Compare this plot at 5 years to Fig C MAJIC trial of this post, above. Here is from from the earlier RESPONSE trial. Similar results on MR vs bad events. So results are substantially reproduced, a big deal in science and thus a clinical benefit for MR (at least on Rux) is clear.

MR vs risk
EPguy profile image
EPguy

Rux dose increased in the MAJIC study. So the 20 mg I'm on is not likely to do it.

Dose increase
ainslie profile image
ainslie

I haven’t scrutinised this paper yet but having read quite a lot on the subject generally my impression (not necessarily a fact) is that as far as reducing allele burden is concerned Peg/Bes for those that can tolerate it seems to be more effective than Rux. There isn’t that much in the literature comparing so maybe not enough in the data to conclude that for sure.

EPguy profile image
EPguy in reply to ainslie

I agree, same impression for IFN vs Rux, at least till these very recent papers came out. But looking at Fig. A above the waterfall plot could easily be mistaken for the like one on IFN. And the % with extremely low VAF is similar for both therapies. This is new.

I believe Rux has been handicapped by its 1st trials being for MF, where any VAF reduction is great but more challenging.
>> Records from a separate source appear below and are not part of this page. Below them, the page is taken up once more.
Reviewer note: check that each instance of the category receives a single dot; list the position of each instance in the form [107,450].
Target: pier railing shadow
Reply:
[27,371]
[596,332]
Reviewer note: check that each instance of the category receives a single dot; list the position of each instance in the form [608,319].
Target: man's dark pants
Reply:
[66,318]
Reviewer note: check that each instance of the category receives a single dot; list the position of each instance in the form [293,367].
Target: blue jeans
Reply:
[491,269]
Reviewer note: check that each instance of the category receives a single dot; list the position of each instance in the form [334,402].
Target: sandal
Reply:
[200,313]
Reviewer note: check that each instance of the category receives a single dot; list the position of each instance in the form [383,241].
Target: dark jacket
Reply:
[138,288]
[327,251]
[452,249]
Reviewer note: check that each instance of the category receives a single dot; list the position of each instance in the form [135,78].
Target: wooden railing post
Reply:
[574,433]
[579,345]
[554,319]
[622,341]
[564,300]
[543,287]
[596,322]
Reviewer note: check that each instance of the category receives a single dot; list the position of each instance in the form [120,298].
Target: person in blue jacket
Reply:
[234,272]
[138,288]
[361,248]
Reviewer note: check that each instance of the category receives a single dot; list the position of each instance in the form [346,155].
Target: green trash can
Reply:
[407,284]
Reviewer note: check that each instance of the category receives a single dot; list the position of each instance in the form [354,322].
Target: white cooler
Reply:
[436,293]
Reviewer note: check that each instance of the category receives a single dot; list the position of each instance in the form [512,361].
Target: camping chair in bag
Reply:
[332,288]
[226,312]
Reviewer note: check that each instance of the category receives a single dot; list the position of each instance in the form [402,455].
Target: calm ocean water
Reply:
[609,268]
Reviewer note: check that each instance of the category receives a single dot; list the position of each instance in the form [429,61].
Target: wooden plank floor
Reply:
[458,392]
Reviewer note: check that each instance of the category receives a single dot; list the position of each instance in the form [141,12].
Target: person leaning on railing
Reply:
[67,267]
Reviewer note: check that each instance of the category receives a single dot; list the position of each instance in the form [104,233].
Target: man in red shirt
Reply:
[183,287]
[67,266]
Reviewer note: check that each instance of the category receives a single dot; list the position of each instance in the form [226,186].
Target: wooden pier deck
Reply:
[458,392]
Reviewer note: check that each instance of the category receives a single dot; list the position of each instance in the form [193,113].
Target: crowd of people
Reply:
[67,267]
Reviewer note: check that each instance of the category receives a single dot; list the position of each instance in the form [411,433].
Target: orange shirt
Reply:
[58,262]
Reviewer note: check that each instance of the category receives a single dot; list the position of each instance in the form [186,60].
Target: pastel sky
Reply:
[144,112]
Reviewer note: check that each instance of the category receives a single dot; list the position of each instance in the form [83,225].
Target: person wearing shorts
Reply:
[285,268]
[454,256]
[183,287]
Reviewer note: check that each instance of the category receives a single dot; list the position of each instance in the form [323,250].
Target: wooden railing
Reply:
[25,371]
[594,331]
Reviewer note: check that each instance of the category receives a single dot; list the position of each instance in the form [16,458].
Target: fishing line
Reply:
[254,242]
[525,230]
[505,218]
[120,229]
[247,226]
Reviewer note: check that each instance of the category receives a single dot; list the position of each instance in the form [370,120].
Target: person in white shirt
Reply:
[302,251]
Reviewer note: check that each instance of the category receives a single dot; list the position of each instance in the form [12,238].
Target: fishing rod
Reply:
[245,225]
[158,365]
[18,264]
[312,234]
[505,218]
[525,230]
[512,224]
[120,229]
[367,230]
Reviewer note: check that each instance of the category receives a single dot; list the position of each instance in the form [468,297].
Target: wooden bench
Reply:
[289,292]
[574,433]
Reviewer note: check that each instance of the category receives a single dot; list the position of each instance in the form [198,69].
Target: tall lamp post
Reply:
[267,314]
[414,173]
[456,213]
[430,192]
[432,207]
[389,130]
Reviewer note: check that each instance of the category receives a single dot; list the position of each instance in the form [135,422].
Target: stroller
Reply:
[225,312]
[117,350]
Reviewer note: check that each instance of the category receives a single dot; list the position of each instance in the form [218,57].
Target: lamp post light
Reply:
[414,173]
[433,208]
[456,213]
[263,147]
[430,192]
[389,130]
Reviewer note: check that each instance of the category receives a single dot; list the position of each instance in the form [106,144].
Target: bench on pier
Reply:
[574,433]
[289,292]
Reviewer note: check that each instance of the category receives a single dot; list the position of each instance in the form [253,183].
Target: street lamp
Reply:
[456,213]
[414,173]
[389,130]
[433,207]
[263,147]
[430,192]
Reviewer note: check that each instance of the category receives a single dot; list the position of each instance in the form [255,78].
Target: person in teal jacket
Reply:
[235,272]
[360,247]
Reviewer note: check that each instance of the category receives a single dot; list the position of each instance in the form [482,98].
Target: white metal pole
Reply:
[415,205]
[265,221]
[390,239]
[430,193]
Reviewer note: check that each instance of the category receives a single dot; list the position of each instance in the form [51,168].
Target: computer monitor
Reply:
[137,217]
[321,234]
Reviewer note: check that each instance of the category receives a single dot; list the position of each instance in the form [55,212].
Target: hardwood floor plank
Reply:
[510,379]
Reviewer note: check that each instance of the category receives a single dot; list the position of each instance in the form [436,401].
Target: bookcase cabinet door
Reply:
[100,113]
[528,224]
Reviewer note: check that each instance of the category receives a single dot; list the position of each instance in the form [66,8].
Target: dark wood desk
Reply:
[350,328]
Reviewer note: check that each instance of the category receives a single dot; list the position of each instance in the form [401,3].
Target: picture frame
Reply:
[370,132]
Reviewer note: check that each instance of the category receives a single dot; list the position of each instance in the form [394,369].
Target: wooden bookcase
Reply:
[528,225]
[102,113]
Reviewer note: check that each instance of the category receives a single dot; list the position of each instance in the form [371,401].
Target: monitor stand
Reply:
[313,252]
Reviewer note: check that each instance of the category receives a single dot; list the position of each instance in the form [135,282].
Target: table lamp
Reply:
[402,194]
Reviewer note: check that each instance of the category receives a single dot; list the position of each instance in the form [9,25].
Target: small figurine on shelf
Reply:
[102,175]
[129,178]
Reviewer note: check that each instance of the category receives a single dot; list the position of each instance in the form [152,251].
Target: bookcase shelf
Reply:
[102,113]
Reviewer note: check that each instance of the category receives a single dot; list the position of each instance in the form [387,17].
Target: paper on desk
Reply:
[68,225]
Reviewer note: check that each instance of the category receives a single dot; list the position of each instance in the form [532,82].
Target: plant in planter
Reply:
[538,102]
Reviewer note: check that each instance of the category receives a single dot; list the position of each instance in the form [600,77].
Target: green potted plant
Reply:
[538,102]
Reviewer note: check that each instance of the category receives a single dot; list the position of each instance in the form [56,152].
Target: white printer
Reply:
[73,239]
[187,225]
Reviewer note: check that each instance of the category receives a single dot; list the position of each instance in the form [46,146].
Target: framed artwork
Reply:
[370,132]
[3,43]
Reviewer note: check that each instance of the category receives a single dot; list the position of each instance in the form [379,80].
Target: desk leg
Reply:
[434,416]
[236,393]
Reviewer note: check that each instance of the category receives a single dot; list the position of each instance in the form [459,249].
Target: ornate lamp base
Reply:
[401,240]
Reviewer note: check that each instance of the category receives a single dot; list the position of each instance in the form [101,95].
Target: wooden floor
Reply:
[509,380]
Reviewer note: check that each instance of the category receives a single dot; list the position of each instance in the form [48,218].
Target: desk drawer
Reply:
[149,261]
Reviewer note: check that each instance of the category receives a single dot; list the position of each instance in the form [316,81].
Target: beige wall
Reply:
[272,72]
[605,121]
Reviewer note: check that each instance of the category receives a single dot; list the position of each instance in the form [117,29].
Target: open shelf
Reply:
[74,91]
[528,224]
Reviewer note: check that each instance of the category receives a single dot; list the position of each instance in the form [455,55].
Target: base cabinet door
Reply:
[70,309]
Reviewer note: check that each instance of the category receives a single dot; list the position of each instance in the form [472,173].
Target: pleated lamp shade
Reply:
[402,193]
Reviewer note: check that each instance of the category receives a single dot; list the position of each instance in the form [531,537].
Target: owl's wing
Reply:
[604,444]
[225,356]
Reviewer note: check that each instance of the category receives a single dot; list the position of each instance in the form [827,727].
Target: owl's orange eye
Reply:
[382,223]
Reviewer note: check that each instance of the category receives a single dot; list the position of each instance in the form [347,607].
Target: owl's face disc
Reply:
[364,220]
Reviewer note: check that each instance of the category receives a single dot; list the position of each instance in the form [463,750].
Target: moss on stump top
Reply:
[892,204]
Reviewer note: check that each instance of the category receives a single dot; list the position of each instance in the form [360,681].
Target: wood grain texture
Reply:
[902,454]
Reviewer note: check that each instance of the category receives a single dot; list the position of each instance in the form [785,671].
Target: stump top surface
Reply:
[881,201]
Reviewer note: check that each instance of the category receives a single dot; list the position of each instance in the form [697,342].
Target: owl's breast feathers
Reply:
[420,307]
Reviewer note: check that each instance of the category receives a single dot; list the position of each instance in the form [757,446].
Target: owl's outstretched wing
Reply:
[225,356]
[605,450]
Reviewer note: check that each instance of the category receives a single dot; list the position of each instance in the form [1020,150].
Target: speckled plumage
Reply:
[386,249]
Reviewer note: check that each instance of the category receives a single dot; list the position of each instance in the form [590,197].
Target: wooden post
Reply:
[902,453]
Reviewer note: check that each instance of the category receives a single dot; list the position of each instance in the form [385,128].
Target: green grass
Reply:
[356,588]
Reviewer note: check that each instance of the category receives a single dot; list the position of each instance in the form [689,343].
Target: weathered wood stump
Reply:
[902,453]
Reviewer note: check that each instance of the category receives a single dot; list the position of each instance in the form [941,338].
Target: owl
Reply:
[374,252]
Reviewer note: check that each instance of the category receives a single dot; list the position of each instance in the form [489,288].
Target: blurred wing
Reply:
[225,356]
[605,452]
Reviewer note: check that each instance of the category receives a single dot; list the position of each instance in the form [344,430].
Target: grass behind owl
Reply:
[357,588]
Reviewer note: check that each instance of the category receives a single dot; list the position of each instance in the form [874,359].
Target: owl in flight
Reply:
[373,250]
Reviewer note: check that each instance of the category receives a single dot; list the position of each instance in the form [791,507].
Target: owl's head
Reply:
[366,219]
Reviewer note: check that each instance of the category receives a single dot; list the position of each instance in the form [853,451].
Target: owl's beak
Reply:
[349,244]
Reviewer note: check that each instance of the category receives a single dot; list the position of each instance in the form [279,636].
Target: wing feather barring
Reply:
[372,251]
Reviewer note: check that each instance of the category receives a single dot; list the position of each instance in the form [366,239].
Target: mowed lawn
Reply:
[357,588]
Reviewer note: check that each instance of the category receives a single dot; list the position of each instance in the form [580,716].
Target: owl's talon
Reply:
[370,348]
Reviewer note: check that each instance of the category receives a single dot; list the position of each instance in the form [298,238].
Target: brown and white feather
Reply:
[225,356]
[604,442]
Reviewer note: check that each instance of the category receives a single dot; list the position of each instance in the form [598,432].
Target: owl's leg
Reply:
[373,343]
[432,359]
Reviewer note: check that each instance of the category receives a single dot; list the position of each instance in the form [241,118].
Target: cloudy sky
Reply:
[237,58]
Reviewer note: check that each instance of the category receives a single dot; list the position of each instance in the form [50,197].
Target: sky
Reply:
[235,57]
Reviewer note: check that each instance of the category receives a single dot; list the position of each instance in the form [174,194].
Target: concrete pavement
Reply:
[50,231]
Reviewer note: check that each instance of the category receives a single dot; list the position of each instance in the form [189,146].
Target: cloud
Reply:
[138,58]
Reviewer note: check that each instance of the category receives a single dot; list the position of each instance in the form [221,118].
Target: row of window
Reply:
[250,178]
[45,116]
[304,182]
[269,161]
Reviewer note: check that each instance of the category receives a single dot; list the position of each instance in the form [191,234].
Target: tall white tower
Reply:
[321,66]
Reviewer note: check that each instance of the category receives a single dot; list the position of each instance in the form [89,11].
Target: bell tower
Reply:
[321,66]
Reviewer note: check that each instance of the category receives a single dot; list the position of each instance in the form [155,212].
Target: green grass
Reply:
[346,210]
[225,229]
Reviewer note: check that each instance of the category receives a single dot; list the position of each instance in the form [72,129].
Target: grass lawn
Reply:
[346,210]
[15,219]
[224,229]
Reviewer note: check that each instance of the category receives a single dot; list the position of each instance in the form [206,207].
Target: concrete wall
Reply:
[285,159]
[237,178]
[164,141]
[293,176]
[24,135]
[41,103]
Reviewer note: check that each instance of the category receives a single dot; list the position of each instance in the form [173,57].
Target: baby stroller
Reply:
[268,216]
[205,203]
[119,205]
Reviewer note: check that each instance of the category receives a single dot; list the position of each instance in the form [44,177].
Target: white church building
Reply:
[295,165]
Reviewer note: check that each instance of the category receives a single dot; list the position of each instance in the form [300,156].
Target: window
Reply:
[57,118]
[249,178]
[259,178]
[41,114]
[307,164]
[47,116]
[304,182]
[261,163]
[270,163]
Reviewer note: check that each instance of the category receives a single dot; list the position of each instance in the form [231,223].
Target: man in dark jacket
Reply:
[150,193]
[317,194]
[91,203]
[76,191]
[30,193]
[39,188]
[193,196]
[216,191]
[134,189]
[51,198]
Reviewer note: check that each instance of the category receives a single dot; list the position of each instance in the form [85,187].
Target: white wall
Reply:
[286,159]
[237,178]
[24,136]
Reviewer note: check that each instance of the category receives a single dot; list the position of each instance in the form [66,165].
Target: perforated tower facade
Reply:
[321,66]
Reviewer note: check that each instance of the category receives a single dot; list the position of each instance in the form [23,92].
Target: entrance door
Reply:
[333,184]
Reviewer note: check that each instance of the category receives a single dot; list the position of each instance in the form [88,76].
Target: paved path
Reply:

Rux is also not so durable therapy for MF since anemia forces some pts off. (Momelotinib to the rescue here we hope) PV does not have much anemia risk.

Also Rux trials, including this one, have not accepted HU tolerant pts; the Ropeg study conversely accepted only these. This could make Rux benefits a bigger accomplishment for these harder to treat pts.

One thing we don't see for Rux is the VAF vs time plots that is common and easy to read for IFN. Fig A is at the last time point for each pt. But in some ways last time point could be more meaningful in light of apparent loss of VAF reduction on average for IFN starting at year 6. I've posted on this while I was on IFN.

We will learn more on Rux for PV over coming years with the RuxoBeat trial where HU intolerance is not required.

ainslie profile image
ainslie in reply to EPguy

good points, the only thing I would change slightly is that Rux has NO anemia risk for PV patients, I asked Dr V about that before starting and he said all you have to do is reduce the dose which seems logical, all my counts are normal , Hct 41 and Hgb 149, MCV 90 and Ferritin around 60 , would like Ferritin a tad higher but better than 8 pre Rux

EPguy profile image
EPguy in reply to ainslie

That does make sense, as long as the other counts are ok dose should follow RBCs. Sometimes PV needs extra push on PLT, this was my main issue at the start; in this case there might be a trade off for RBCs.